The War On Cancer: Enemy Of The State
Justin Sullivan/Getty Images
How one doctor helped develop the weapons to battle cancer.Hopes were high when Richard Nixon declared war on cancer in 1971. If scientists could build a nuclear bomb, send a man to the moon and cure polio, they could surely defeat cancer.
But over 40 years later millions still die from the diseases that fall under this broad banner. Can it therefore be said that the war on cancer has failed?
No, says Paul Marks in "On The Cancer Frontier". But the goal should be containment, not victory, because the enemy is uniquely intractable. Cancer sabotages cells, then uses their resources to destroy the body. Treatments often kill good cells along with the bad. Even when forced to retreat, cancers return in more potent forms. "Medical science has never faced a more inscrutable, more mutable, or more ruthless adversary," says Dr Marks.
He would know. As the former head of Memorial Sloan-Kettering, a leading cancer centre in New York, Dr Marks has taken part in many of the developments that have enhanced the understanding of the disease. Like an intellectual Forrest Gump, he has worked with Nobel prizewinners, counselled first ladies and been sought out by a shah.
But it is the story behind the science that makes this book a compelling read, even for non-boffins, who can rely on good metaphors to decipher the jargon. (A virus that contains only RNA, and no DNA, is like "a functioning automobile with a transmission but no engine".)

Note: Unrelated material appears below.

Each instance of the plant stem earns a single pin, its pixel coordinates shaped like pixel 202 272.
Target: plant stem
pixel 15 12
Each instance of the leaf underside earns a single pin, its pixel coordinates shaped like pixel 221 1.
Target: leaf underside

Human cells mystified scientists until the 1950s, when James Watson and Francis Crick discovered the structure of DNA. As researchers began to unravel how cells worked they also began to understand how cancer attacked and reprogrammed them. But the medical community, long focused on visible symptoms, was slow to embrace the idea of looking at cancer from the inside out. And when the government began pouring money into the anti-cancer effort in the 1970s, the debate over how to confront the scourge intensified.
Although the science behind cancer was still in its infancy, some argued that the funds should go to finding cures quickly based on existing, but incomplete, leads--the "moon shot" approach. Penicillin, after all, had been discovered without anyone knowing its exact molecular workings. Sceptical scientists wanted to continue studying cancer's biology--they still hardly knew how the enemy worked. But Nixon's war led to high expectations. "The politics had got way ahead of the science," says Dr Marks. The result was a muddled policy and a disappointed public.

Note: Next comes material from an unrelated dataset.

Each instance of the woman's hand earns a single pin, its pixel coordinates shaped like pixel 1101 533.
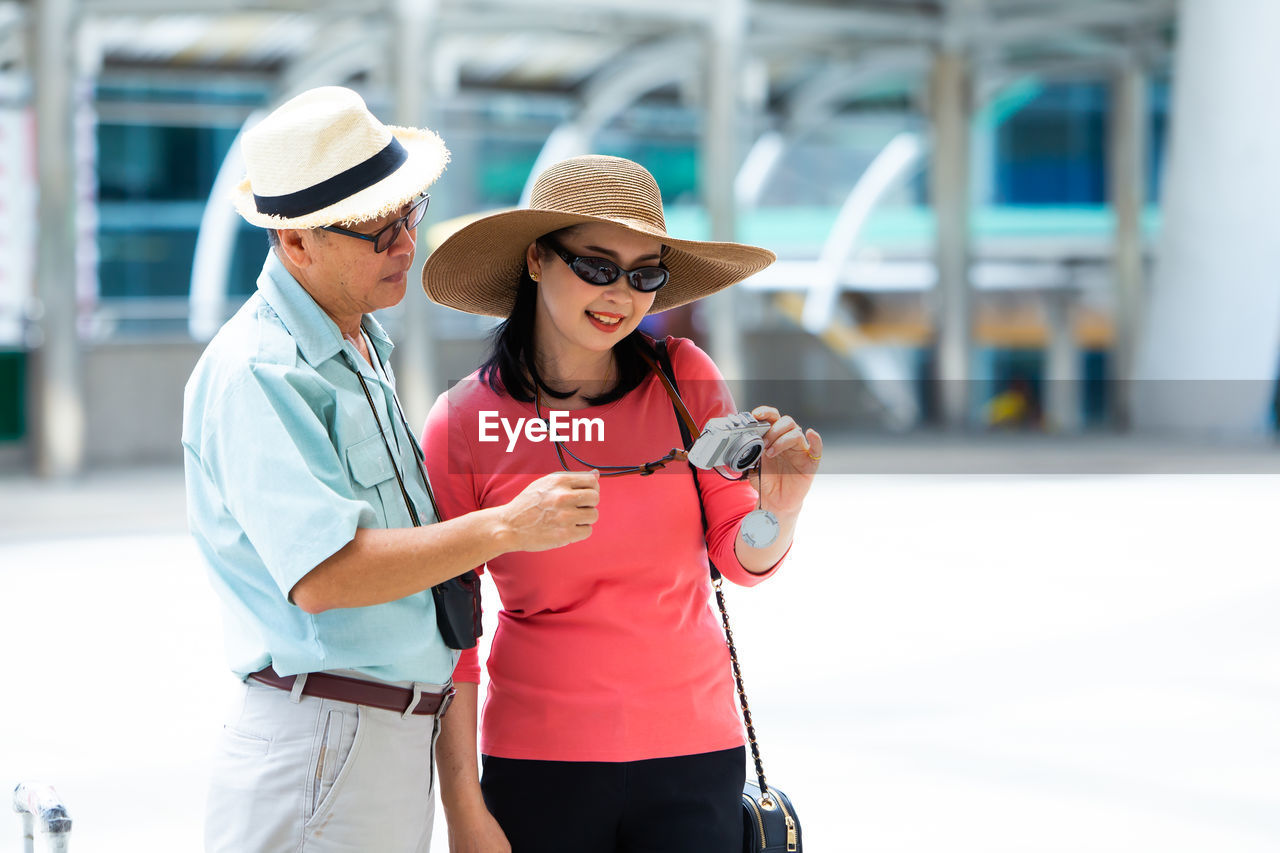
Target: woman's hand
pixel 790 461
pixel 476 831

Nevertheless Dr Marks claims America is winning this particular war. The death rate from cancer has fallen, though total deaths are up because of a growing and ageing population. If Dr Marks is right, then some of the credit must go to efforts aimed at prevention--the fact that Americans smoke less than they used to has little to do with advances in cellular biology. But he gives this short shrift. And though he encourages screening in order to catch more cancers early, he makes little of the controversy surrounding the needless treatments that can result.
These quibbles hardly detract from Dr Marks's fascinating journey through the world of cancer research. Scientists have made great strides in working out how cancer cells conduct their guerrilla war on the body. As a result, they have been able to develop precision weapons to replace the carpet-bombing treatments of old. Cancer is now a less lethal enemy. Still, Dr Marks doubts it can be eliminated. Many will have trouble seeing that as success.